East of the Angular Isles, Twink and Sean come upon a pair of small islands with a festive crimson banner staked between them. And standing below the banner is a tanned, muscular man in a tight white tank top. Helloooo, nurse. The banner has some golden writing on it which, for all I know, is Hylian for “Skinny blond studs wanted, will do oral.”
Fabio here is actually a boat nut (he calls Sean Connery a “pretty slick boat”–ew), which is why he’s out here all by his lonesome, running the Boating Course. He asks Twink if he would like to play a “boat game,” for the low low price of thirty Rupees. Well worth the price of admission, if it’s anything like the “boat game” the Minnesota Vikings played on Lake Minnetonka. (A football reference! I can only hope I haven’t stumped all of you.)

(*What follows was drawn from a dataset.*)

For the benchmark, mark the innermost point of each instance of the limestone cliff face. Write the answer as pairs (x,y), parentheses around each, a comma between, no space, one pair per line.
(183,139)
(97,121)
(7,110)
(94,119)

Color Twink disappointed, though, when it turns out this game has nothing to do with illicit orgies. It’s just a race against the clock to collect Rupees from the tops of barrels on a roped-off course. It can actually be pretty profitable, and Fabio sure is a babe (though a bit lazy-eyed), but hot Muscle Beach attendant or no, the game’s just boring as hell. If Twink wants to waste time sailing around, he can do that shit for free, thanks very much. Twink humors Fabio by running the course once (and at least making up the money he lost in the green Rupee fiasco from earlier), before heading off to find a lonely man with something more…interesting to pass the time.
At Five-Star Isles, while trying to pull a Piece of Ass out of the water, Twink is knocked out of his boat by a very effective Kargaroc Princess/cannon boat combo a whopping sixteen times in one minute. After the first nine or so, I seriously start to consider letting Twink drown and putting him out of his misery. The added bonus for Twink would be that he would wind up back at the last place he touched dry land, the Boating Course. And then Fabio would have to give him mouth-to-mouth.
Twink faces the most ridiculous treasure chart shenanigans yet at Cyclops Reef, the last of the dice reefs he has to visit. This one, per the name, has a single eye, and on Twink’s sea chart it looks like a blocky penis head. Twink wipes out the cannons and cannon boats in the reef with, surprisingly, a minimum of fuss, causing a treasure chest to appear on the eye. I shouldn’t even have to tell you at this point that the chest contains another treasure chart. But the fun doesn’t stop there!